The classical Eulerian polynomials are defined by setting $$A_n(t)= \sum_{\sigma \in \mathfrak{S}_n} t^{1+\mathrm{des}(\sigma)}= \sum_{k=1}^n A_{n,k} t^k$$where $A_{n,k}$ is the number of permutations of length $n$ with $k-1$ descents. Let $A_n(t, q) = \sum_{\pi \in \mathfrak{S}_n} t^{1+{\rm des}(\pi)}q^{{\rm inv}(\pi)} $ be the $\mathrm{inv}$ $q$-analogue of the classical Eulerian polynomials whose generating function is well known: \begin{eqnarray}\sum_{n \geq 0} \frac{u^n A_n(t, q)}{[n]_q!} = \frac{1}{\displaystyle 1-t\sum_{k \geq 1} \frac{(1-t)^ku^k}{[k]_q!}}.\qquad\qquad(*)\label{perm_gf abs}\end{eqnarray}In this paper we consider permutations restricted in a Ferrers board and study their descent polynomials.

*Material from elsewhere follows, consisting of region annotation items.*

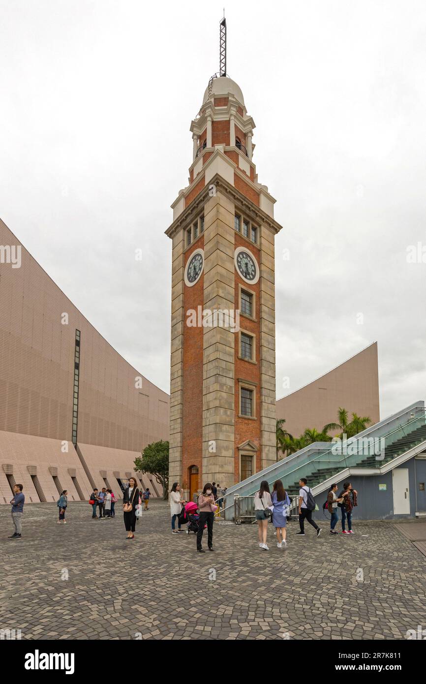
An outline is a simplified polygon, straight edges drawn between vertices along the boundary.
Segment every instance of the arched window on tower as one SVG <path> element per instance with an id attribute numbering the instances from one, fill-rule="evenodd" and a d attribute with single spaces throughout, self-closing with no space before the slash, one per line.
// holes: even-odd
<path id="1" fill-rule="evenodd" d="M 198 466 L 190 466 L 188 468 L 188 475 L 189 480 L 189 501 L 193 501 L 194 495 L 196 495 L 198 490 Z"/>
<path id="2" fill-rule="evenodd" d="M 201 143 L 201 144 L 200 145 L 200 147 L 197 150 L 197 157 L 198 156 L 198 155 L 201 154 L 201 153 L 202 152 L 202 150 L 204 149 L 205 149 L 205 148 L 207 146 L 207 138 L 204 138 L 204 142 Z"/>

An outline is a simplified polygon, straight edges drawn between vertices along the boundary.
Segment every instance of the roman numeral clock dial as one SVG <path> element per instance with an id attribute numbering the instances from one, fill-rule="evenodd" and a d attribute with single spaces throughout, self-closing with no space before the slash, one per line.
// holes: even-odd
<path id="1" fill-rule="evenodd" d="M 259 279 L 259 267 L 252 252 L 245 247 L 235 250 L 235 268 L 245 282 L 254 285 Z"/>
<path id="2" fill-rule="evenodd" d="M 187 262 L 185 269 L 185 282 L 188 287 L 192 287 L 198 282 L 204 267 L 204 252 L 196 250 Z"/>

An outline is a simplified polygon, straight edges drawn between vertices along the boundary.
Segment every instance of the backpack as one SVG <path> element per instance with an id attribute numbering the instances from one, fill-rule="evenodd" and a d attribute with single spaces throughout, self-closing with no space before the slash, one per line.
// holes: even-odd
<path id="1" fill-rule="evenodd" d="M 185 510 L 185 506 L 182 506 L 181 512 L 178 516 L 178 523 L 179 525 L 186 525 L 188 522 L 188 518 L 187 518 L 187 512 Z"/>
<path id="2" fill-rule="evenodd" d="M 315 511 L 316 507 L 315 499 L 312 495 L 310 488 L 308 487 L 308 490 L 306 490 L 304 487 L 302 487 L 302 488 L 306 492 L 306 508 L 308 511 Z"/>

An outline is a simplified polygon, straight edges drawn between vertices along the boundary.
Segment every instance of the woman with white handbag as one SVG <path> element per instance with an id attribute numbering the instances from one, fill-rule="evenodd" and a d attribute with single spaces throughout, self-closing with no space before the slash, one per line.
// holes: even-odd
<path id="1" fill-rule="evenodd" d="M 129 486 L 124 490 L 123 495 L 123 517 L 124 527 L 127 532 L 127 539 L 135 538 L 135 527 L 136 525 L 136 509 L 139 506 L 139 497 L 140 492 L 136 486 L 136 480 L 131 477 Z"/>
<path id="2" fill-rule="evenodd" d="M 269 551 L 266 539 L 268 530 L 268 523 L 272 514 L 274 506 L 269 492 L 267 480 L 261 482 L 261 488 L 254 495 L 254 514 L 258 525 L 259 547 L 265 551 Z"/>

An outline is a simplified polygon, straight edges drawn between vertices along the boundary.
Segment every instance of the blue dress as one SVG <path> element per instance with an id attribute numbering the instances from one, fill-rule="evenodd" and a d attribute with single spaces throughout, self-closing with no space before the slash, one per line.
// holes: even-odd
<path id="1" fill-rule="evenodd" d="M 286 492 L 286 498 L 283 499 L 282 501 L 279 501 L 277 499 L 277 492 L 272 492 L 272 503 L 274 505 L 272 525 L 274 527 L 285 527 L 287 524 L 287 518 L 284 507 L 290 505 L 289 495 Z"/>

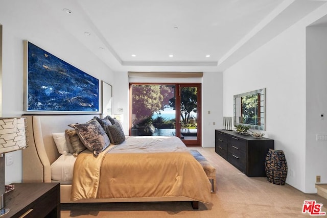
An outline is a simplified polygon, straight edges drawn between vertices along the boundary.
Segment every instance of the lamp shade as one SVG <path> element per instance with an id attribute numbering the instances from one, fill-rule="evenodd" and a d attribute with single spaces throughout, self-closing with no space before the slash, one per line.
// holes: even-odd
<path id="1" fill-rule="evenodd" d="M 0 154 L 27 147 L 26 117 L 0 118 Z"/>

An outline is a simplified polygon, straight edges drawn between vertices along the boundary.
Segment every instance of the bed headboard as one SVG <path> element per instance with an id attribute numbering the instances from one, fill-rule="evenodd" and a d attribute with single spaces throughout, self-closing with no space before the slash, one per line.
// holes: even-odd
<path id="1" fill-rule="evenodd" d="M 27 117 L 29 147 L 22 150 L 23 182 L 51 182 L 51 164 L 59 157 L 52 133 L 72 129 L 100 114 L 23 115 Z"/>

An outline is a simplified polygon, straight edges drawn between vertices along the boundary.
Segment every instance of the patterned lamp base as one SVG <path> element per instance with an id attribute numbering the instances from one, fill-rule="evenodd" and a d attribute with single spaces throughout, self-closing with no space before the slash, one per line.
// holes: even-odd
<path id="1" fill-rule="evenodd" d="M 269 149 L 266 157 L 265 169 L 269 182 L 285 185 L 287 177 L 287 163 L 282 150 Z"/>

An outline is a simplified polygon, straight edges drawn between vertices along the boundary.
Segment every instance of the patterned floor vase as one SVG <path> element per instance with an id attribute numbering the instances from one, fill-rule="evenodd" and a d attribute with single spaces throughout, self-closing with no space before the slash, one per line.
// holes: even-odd
<path id="1" fill-rule="evenodd" d="M 269 182 L 285 185 L 287 177 L 287 163 L 282 150 L 269 149 L 266 157 L 265 169 Z"/>

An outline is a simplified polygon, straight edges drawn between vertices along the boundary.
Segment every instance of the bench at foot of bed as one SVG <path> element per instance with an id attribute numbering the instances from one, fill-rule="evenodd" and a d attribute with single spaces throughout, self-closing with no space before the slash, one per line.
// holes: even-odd
<path id="1" fill-rule="evenodd" d="M 212 184 L 211 191 L 212 192 L 216 191 L 216 168 L 197 150 L 191 150 L 190 151 L 193 157 L 199 161 L 203 167 L 203 169 L 204 169 L 204 172 Z"/>

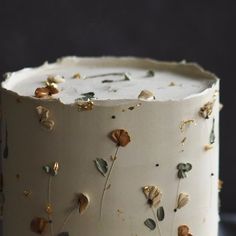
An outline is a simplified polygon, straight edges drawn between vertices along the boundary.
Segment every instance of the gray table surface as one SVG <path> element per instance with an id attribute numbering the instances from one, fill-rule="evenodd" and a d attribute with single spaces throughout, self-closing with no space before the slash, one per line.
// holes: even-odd
<path id="1" fill-rule="evenodd" d="M 0 224 L 0 236 L 3 236 L 2 224 Z M 194 236 L 207 236 L 207 235 L 194 235 Z M 219 236 L 236 236 L 236 214 L 221 215 Z"/>

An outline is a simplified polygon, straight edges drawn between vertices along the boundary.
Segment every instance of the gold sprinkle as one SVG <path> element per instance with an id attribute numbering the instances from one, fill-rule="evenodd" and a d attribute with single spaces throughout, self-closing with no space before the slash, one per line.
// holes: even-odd
<path id="1" fill-rule="evenodd" d="M 24 190 L 23 194 L 24 194 L 25 197 L 28 198 L 28 197 L 31 197 L 32 191 L 31 190 Z"/>
<path id="2" fill-rule="evenodd" d="M 82 79 L 82 76 L 81 76 L 80 73 L 76 73 L 76 74 L 73 75 L 73 78 L 74 79 Z"/>
<path id="3" fill-rule="evenodd" d="M 212 144 L 207 144 L 207 145 L 205 145 L 204 150 L 205 150 L 205 151 L 209 151 L 209 150 L 211 150 L 212 148 L 213 148 L 213 145 L 212 145 Z"/>
<path id="4" fill-rule="evenodd" d="M 185 131 L 186 127 L 189 127 L 191 124 L 196 125 L 194 120 L 183 120 L 183 121 L 181 121 L 180 126 L 179 126 L 180 131 L 183 133 Z"/>
<path id="5" fill-rule="evenodd" d="M 168 86 L 173 87 L 173 86 L 175 86 L 175 83 L 174 82 L 170 82 Z"/>
<path id="6" fill-rule="evenodd" d="M 87 102 L 78 102 L 77 103 L 79 111 L 91 111 L 93 109 L 93 102 L 87 101 Z"/>
<path id="7" fill-rule="evenodd" d="M 153 101 L 155 100 L 154 94 L 149 91 L 149 90 L 142 90 L 141 93 L 138 95 L 139 100 L 144 100 L 144 101 Z"/>
<path id="8" fill-rule="evenodd" d="M 48 215 L 51 215 L 51 214 L 53 213 L 51 204 L 47 204 L 47 205 L 46 205 L 46 207 L 45 207 L 45 212 L 46 212 Z"/>

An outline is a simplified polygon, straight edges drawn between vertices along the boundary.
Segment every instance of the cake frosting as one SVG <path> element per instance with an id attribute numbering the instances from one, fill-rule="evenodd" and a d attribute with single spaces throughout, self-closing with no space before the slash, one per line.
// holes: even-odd
<path id="1" fill-rule="evenodd" d="M 217 236 L 214 74 L 66 57 L 8 73 L 1 103 L 4 236 Z"/>

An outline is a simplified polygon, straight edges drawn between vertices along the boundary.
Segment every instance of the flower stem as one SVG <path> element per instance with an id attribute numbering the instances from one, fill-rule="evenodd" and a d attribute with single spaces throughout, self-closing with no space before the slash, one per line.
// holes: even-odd
<path id="1" fill-rule="evenodd" d="M 157 219 L 157 216 L 156 216 L 156 213 L 155 213 L 153 207 L 152 207 L 152 213 L 153 213 L 154 218 L 155 218 L 155 220 L 156 220 L 156 224 L 157 224 L 157 228 L 158 228 L 158 231 L 159 231 L 159 235 L 162 236 L 161 227 L 160 227 L 160 224 L 159 224 L 159 220 Z"/>
<path id="2" fill-rule="evenodd" d="M 113 160 L 112 160 L 112 164 L 111 164 L 111 167 L 110 167 L 110 169 L 109 169 L 109 172 L 108 172 L 108 175 L 107 175 L 105 184 L 104 184 L 104 188 L 103 188 L 103 191 L 102 191 L 101 204 L 100 204 L 100 219 L 102 218 L 102 209 L 103 209 L 103 202 L 104 202 L 105 192 L 106 192 L 106 190 L 107 190 L 107 185 L 108 185 L 108 182 L 109 182 L 109 179 L 110 179 L 112 170 L 113 170 L 113 168 L 114 168 L 115 161 L 116 161 L 116 159 L 117 159 L 118 150 L 119 150 L 119 146 L 117 146 L 117 148 L 116 148 L 116 152 L 115 152 L 114 158 L 113 158 Z"/>

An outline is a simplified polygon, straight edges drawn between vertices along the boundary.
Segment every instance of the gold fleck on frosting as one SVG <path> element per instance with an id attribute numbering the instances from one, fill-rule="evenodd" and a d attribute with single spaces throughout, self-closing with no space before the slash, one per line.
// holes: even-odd
<path id="1" fill-rule="evenodd" d="M 154 94 L 151 91 L 142 90 L 141 93 L 138 95 L 138 99 L 143 100 L 143 101 L 153 101 L 156 98 L 155 98 Z"/>

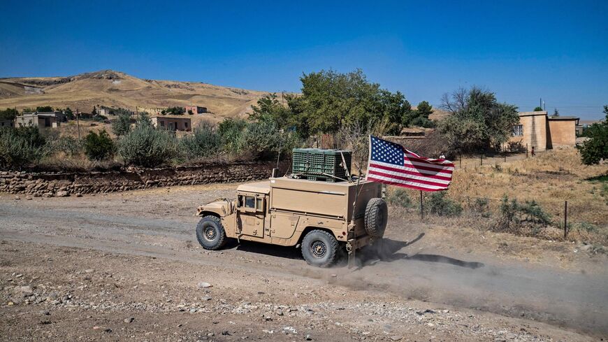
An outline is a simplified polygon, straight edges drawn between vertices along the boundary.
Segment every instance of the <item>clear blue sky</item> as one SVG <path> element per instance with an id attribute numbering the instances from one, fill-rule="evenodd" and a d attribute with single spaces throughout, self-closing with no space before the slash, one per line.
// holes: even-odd
<path id="1" fill-rule="evenodd" d="M 608 1 L 0 1 L 0 77 L 111 69 L 297 92 L 361 68 L 413 104 L 477 85 L 532 110 L 600 118 Z"/>

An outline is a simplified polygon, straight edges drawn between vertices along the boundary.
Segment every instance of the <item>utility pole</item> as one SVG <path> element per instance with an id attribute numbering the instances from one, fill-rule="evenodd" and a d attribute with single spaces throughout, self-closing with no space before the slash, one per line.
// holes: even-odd
<path id="1" fill-rule="evenodd" d="M 78 127 L 78 141 L 80 141 L 80 120 L 79 117 L 80 116 L 78 113 L 78 108 L 76 108 L 76 126 Z"/>

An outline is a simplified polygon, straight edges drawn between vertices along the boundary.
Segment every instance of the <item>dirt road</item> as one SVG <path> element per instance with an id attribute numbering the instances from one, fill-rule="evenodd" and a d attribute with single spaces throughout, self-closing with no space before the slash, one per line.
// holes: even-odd
<path id="1" fill-rule="evenodd" d="M 295 248 L 233 243 L 204 251 L 194 209 L 235 187 L 0 197 L 0 332 L 135 341 L 608 335 L 605 256 L 399 215 L 391 215 L 380 257 L 362 253 L 356 270 L 309 267 Z"/>

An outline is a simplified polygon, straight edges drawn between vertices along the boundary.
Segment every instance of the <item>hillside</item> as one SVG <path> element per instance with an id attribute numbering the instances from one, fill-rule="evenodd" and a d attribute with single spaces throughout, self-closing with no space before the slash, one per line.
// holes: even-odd
<path id="1" fill-rule="evenodd" d="M 38 106 L 89 112 L 93 106 L 158 108 L 200 106 L 215 120 L 243 115 L 266 92 L 202 83 L 138 78 L 104 70 L 70 77 L 0 78 L 0 108 Z"/>

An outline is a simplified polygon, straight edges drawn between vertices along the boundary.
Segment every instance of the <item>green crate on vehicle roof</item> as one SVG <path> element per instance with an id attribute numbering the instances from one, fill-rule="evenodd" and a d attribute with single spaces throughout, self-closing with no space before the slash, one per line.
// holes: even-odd
<path id="1" fill-rule="evenodd" d="M 350 173 L 352 153 L 344 150 L 324 150 L 321 148 L 294 148 L 291 170 L 294 174 L 311 180 L 324 180 L 336 182 L 346 179 L 348 170 Z M 344 156 L 344 159 L 342 159 Z M 346 162 L 346 170 L 343 162 Z"/>

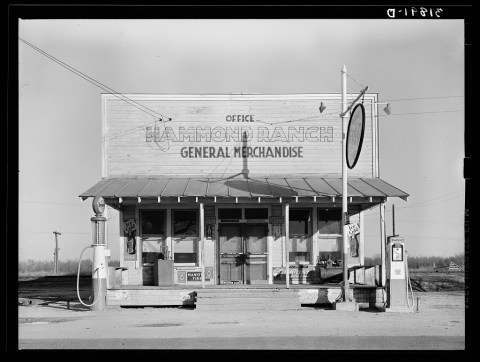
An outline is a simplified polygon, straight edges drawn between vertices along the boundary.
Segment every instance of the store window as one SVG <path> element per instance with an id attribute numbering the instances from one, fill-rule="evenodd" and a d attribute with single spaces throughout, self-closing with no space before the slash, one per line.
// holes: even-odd
<path id="1" fill-rule="evenodd" d="M 311 210 L 291 209 L 289 215 L 289 262 L 310 262 L 312 252 Z"/>
<path id="2" fill-rule="evenodd" d="M 143 265 L 153 265 L 158 259 L 167 259 L 165 210 L 141 210 L 140 222 Z"/>
<path id="3" fill-rule="evenodd" d="M 268 209 L 267 208 L 246 208 L 245 209 L 245 219 L 268 219 Z"/>
<path id="4" fill-rule="evenodd" d="M 174 262 L 196 264 L 198 253 L 197 210 L 173 210 Z"/>
<path id="5" fill-rule="evenodd" d="M 342 223 L 342 210 L 318 209 L 318 233 L 340 235 Z"/>
<path id="6" fill-rule="evenodd" d="M 220 220 L 238 220 L 242 218 L 242 209 L 218 209 L 218 218 Z"/>

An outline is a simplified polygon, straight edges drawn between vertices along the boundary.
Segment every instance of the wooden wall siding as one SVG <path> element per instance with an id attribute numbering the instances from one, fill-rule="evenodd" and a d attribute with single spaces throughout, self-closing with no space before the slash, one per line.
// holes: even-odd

For a general Ferrers board $F$, we derive a formula in the form of permanent for the restricted $q$-Eulerian polynomial $$A_F(t,q) := \sum_{\sigma \in F} t^{1+{\rm des}(\sigma)} q^{{\rm inv}(\sigma)}.$$ If the Ferrers board has the special shape of an $n\times n$ square with a triangular board of size $s$ removed, we prove that $A_F(t,q)$ is a sum of $s+1$ terms, each satisfying an equation that is similar to (*). Then we apply our results to permutations with bounded drop (or excedance) size, for which the descent polynomial was first studied by Chung et al. (European J. Combin., 31(7) (2010):1853-1867). Our method presents an alternative approach.